Die Organe des RGW sind: die Ratstagung, die Tagung der Ländervertreter, die Ständigen Kommissionen und (seit Juni 1962) das Exekutivkomitee. Sitz des organisatorischen Zentrums der RGW die Hauptstadt der SU, Moskau. Der Rat tagt im Turnus in einer der Hauptstädte der Mitgliedsländer. Auf der 16. Tagung vom Juni 1962, die mit einer Tagung der kommun. Parteiführer aller RGW-Länder verbunden war, wurden die „Grundprinzipien der internationalen sozialistischen Arbeitsteilung“ beschlossen. Danach sollte die Entwicklung im RGW nicht mehr auf der Grundlage von „Empfehlungen“, sondern von Verpflichtungen beruhen. Die Bildung eines Exekutivkomitees war der Ausdruck dieses neuen Kurses im RGW. Es war geplant, die Volkswirtschaftspläne aller Mitgliedsländer vollständig zu koordinieren und ihre Industrieproduktion zu spezialisieren. Weitgehende Spezialisierungspläne auf dem Gebiet des Maschinenbaus waren vorgesehen. Grundsätzlich sollte dasjenige Land die Produktion übernehmen, in dem die günstigsten Bedingungen dafür vorhanden sind.
Tatsächlich sind seitdem nur verhältnismäßig wenige für alle Mitgliedsländer gültige Produktionsabsprachen wirksam geworden. Die Verflechtung vollzieht sich nicht ohne Reibungen und Widerstände, da auch in Planwirtschaftssystemen nationale Interessen bestehen.

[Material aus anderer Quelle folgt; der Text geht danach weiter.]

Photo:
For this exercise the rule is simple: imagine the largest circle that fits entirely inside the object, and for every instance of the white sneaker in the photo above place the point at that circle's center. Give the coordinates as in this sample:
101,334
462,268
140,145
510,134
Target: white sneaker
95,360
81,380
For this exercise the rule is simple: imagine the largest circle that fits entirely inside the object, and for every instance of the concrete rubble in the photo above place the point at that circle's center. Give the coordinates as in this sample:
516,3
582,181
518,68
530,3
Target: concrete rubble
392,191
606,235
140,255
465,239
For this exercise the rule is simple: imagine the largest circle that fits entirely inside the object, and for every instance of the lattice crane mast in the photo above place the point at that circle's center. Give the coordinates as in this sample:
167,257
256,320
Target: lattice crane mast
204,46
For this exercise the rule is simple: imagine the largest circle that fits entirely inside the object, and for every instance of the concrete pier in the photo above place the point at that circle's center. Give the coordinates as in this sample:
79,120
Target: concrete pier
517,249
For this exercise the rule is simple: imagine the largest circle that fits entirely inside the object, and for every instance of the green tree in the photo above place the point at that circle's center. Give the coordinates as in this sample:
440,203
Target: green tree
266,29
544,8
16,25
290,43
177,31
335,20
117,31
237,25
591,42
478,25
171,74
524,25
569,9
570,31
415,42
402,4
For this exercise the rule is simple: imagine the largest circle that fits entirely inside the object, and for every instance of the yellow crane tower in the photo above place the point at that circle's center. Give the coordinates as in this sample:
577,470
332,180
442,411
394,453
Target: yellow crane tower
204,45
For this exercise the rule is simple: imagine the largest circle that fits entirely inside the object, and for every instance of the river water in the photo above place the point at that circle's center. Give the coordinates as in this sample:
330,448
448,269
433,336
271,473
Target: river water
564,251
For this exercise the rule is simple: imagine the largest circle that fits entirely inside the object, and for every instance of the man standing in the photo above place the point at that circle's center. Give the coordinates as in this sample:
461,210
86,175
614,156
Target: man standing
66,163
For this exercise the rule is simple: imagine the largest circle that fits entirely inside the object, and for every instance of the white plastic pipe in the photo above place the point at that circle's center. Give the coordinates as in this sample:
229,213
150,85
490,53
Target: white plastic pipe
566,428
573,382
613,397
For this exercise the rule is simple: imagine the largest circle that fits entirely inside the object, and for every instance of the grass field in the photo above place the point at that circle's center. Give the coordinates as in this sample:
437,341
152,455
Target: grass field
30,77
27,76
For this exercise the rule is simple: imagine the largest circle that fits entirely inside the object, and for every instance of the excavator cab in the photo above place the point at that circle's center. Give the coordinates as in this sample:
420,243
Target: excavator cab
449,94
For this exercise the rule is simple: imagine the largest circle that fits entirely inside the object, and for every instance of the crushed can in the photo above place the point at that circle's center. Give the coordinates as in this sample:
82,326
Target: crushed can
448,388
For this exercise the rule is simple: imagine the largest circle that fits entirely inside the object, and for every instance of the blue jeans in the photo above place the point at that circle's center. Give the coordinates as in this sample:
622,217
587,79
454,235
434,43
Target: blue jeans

Der Widerstand gegen eine volle Koordinierung der Wirtschaftspläne resultiert nicht zuletzt daraus, daß die SU sich nicht daran beteiligt. Die SU nimmt für sich in Anspruch, die Industrie universell zu entwickeln, da sie imstande sei, die Spezialisierung und Koordinierung innerhalb des eigenen Landes zu organisieren. Der Umfang der gegenseitigen Lieferungen von Erzeugnissen des Maschinenbaus zwischen den Sowjetblockländern ist bisher in geringerem Maße gestiegen als die Produktion solcher Erzeugnisse in diesen Ländern. Seit 1963 ist der Trend zu zweiseitigen Vereinbarungen von Jahr zu Jahr mehr in den Vordergrund getreten.
Jedes der Mitgliedsländer des RGW unterhält für jedes andere Mitgliedsland einen „Wirtschaftsausschuß“ zur Aushandlung von zweiseitigen Absprachen. Solche Absprachen betrafen bisher nur in einem Falle die Spezialisierung eines ganzen Industriezweiges (Schiffbau), im übrigen jedoch bestimmte Erzeugnisgruppen oder Einzelerzeugnisse (z. B. Erzeugnisse des Maschinenbaus, der Kraftfahrzeug- und Traktorenindustrie). Indessen ist bekannt, daß die beteiligten Länder sich keineswegs immer strikt an solche Vereinbarungen halten.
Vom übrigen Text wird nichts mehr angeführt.